As shown in Figure 2, a kind of actuating device that is used for the parallel type hybrid dynamic automobile comprise driving engine 1, to changeing double-rotor machine 4, planetary mechanism 7, first drg 61, second drg 62, battery pack 13, control unit ECU11, a pair of fixed axis gear secondary 5 and a plurality of tachogen.Driving engine 1 is connected with the sun wheel of planetary mechanism 7 by input shaft 31, first drg 61; Also be provided with fixed axis gear pair 5 on the input shaft 31, fixed axis gear secondary 5 with the internal rotor that changes double-rotor machine 4 is connected, the outer rotor of double-rotor machine 4 passes through spool to be connected with the gear ring of planetary mechanism 7 with second drg 62.The pinion carrier of planetary mechanism 7 is connected with drive axle 10 through output shaft 32, and drive axle 10 is connected with drive wheel 8 by two-semiaxle 9.Battery pack 13 is electrically connected with electric machine controller 13 and control unit ECU11 respectively, electric machine controller 13 be electrically connected changeing double-rotor machine 4.Be respectively equipped with first tachogen 21 and second tachogen 22 on input shaft 31 and the output shaft 32, control unit ECU11 is connected with electric machine controller 13 signals with first tachogen 21, second tachogen 22, first drg 61, second drg 62 respectively.After the rotating speed of input shaft 31 and output shaft 32 is detected by first tachogen 21 and second tachogen 22, electric signal is passed to control unit ECU11, control unit is controlled first drg 61,62 actions of second drg, and to motor control unit 13 output control signals, 4 actions of control double-rotor machine, implementation pattern is selected and speed-regulating function.

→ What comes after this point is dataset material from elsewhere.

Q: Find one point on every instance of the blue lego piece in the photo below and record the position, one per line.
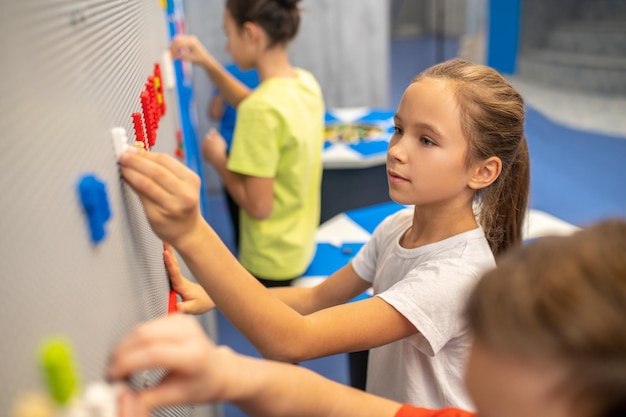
(93, 196)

Directly the coupling back is by the sun wheel of input shaft 31 input planetary mechanisms 7 by fixed axis gear secondary 5 for internal rotor outputting power and driving engine 1 outputting power, and first drg, 61 control driving engines and internal rotor are promptly controlled the state of kinematic motion of the sun wheel of planetary mechanism 7; The outer rotor that changes double-rotor machine 4 is directly imported the gear ring of planetary mechanism 7, and second drg, 62 control outer rotors are promptly controlled the state of kinematic motion of the gear ring of planetary mechanism 7; Last power passes to drive axle 10, semiaxis 9 by the pinion carrier of planetary mechanism 7 through output shaft 32 after this confluxes, finally pass to drive wheel 8 powered vehicle.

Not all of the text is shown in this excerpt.